Un frágil acuerdo entre Trump y la OTAN en Groenlandia: tratado en el Ártico
Un frágil acuerdo entre Trump y la OTAN en Groenlandia empezó a tomar forma tras semanas de tensión con aliados europeos que veían venir una nueva guerra comercial. En Davos, el presidente presumió un “framework of a future deal” que abraza no solo la isla, sino toda la región ártica, con la Organización del Tratado del Atlántico Norte como escenario y árbitro a la vez. El gesto incluyó una promesa concreta: congelar aranceles del 10% a productos europeos que habían sido usados como garrote contra los gobiernos más reacios.
En ese telón de fondo, Groenlandia vuelve a aparecer como pieza de alto valor estratégico: territorio autónomo de Dinamarca, incrustado en la arquitectura de defensa occidental y colocado justo donde se cruzan las rutas del Atlántico Norte y un Ártico cada vez más navegable. Para Trump, ese punto del mapa funciona como palanca para proyectar poder militar y para marcar territorio frente a Rusia y China.
Tres ejes del nuevo entendimiento
El marco se sostiene en tres ejes. El primero pasa por un acceso militar ampliado para Estados Unidos, con la expansión de la base de Pituffik (antes Thule) y la posible apertura de nuevas áreas de despliegue permanente. El segundo se centra en un compromiso de la Organización del Tratado del Atlántico Norte (OTAN) para reforzar vigilancia aérea, patrullas marítimas y capacidades tecnológicas en el Ártico, con la mirada puesta en la actividad rusa y china en la zona. El tercero se refleja en un gesto político: la retirada, al menos por ahora, de las amenazas de usar la fuerza o de avanzar hacia una anexión de facto, que había encendido alarmas en capitales europeas y entre la población local.

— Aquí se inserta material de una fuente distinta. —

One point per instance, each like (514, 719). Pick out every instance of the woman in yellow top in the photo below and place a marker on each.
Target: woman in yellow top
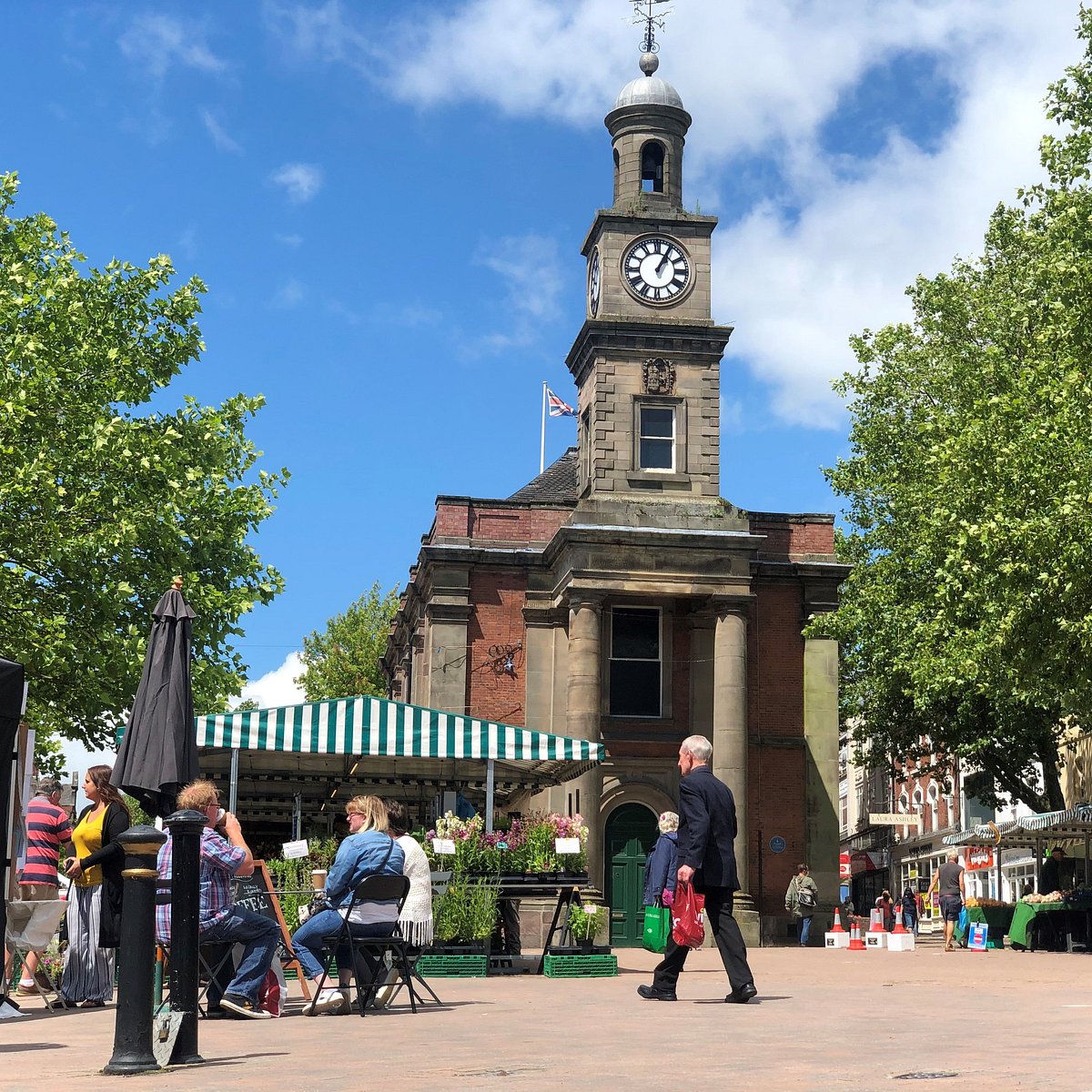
(94, 913)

Sobre la mesa también aparece la idea de instalar componentes del sistema de defensa antimisiles Golden Dome en la isla, lo que convertiría a Groenlandia en un nodo del escudo estadounidense de largo alcance. La comparación que hace Trump con las bases soberanas británicas en Chipre apunta a un modelo de jurisdicción especial, negociado, pero con margen amplio para la actuación militar de Washington.
Soberanía, límites y preguntas abiertas
Detrás de los anuncios, el terreno legal y político sigue áspero. Dinamarca y el gobierno groenlandés dejan claro que no entregarán soberanía y que cualquier cambio en la presencia militar estadounidense tiene que pasar por sus manos. Existe ya un acuerdo de 1951 que autoriza la presencia militar de Estados Unidos en la isla, de modo que el nuevo arreglo se parece más a una ampliación robusta que a un giro completo. Desde Nuuk se repite una frase que suena a advertencia: nada sobre nosotros sin nosotros.
Mientras tanto, en la OTAN circula la idea de un programa “Arctic Sentry” para coordinar ejercicios, presencia y vigilancia entre aliados en la región. El entendimiento político desactiva, por ahora, el choque comercial que se venía, pero abre otra línea de tensión: hasta dónde crecerá la huella militar estadounidense en el Ártico y qué margen real tendrán Dinamarca y Groenlandia para decir no.